Thursday, 8 November 2007

The grim Reaper

Well, not so grim, unless you happen to be a Taleban in Afghanistan – the first of the RAF's Reaper Unmanned Aerial Vehicles (UAVs) have arrived, (rightly) hailed as "Britain's most sophisticated unmanned surveillance system".

Operated by 39 Squadron, which was the last unit to fly Canberra PR9 surveillance aircraft, the equipment may be very different but their role is the same – providing all-weather, intelligence for commanders and ground forces, now grandly named "Intelligence, Surveillance, Target Acquisition and Reconnaissance" (ISTAR). It is not only defence expenditure which is undergoing inflation, but titles as well.

That aside, the procurement is another "success" for the Urgent Operational Requirement (UOR) system which has brought the Reapers into the field in a mere 15 months. In MoD terms, this is roughly equivalent to Star Trek's USS Enterprise doing Warp 9 – perhaps Drayson's parting gift to the troops.

On a day when Guthrie and his merry men are bitching about underspending and "overstretch", this also represents a real investment is useful technology and a significant enhancement in capability.

With the three machines planned, each with a 42-hour endurance in the surveillance mode, they will be able to provide genuine 24-hour coverage over operational areas when needed. They will thus take much of the load from the ageing Nimrods, which are currently providing much of the ISTAR function.
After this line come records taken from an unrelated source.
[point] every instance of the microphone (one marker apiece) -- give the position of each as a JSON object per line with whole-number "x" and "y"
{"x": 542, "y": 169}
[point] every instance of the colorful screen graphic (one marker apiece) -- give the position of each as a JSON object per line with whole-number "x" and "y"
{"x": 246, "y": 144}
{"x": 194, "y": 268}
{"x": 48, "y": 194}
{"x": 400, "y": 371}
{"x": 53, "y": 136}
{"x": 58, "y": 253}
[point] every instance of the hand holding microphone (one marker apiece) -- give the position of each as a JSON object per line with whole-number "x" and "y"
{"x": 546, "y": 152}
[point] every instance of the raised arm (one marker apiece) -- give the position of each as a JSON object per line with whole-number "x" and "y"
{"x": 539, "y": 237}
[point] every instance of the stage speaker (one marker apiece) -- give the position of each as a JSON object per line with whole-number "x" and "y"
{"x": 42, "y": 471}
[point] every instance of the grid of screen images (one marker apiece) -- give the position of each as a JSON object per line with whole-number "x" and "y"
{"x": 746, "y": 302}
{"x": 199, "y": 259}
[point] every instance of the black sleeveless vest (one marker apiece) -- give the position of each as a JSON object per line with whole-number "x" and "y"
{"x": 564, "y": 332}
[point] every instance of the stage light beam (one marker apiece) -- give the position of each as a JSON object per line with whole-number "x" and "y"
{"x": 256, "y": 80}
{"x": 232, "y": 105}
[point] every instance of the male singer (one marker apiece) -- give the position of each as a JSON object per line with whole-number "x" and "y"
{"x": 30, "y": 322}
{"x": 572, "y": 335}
Had these, or their predecessor, the Predator, been available earlier, perhaps we would not have had the well-rehearsed problems with the Nimrod.
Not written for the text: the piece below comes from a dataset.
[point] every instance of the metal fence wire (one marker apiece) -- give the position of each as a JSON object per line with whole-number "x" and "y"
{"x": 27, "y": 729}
Although the Reaper in RAF service is currently unarmed, it is capable of being armed and the MoD is investigating arming options. Potential weapons fit includes GBU-12 Paveway II laser guided bombs, Hellfire air-to-ground missiles and even GBU-38 JDAM bombs, making them formidable attack weapons.

The betting is, however, that this development will receive scant attention from the media which is happy to report on shortages of kit and its inadequacies, when it suits it, but rarely (as with the Warriors ) reports the good news. We, on this blog – as far as we can – will continue to report both.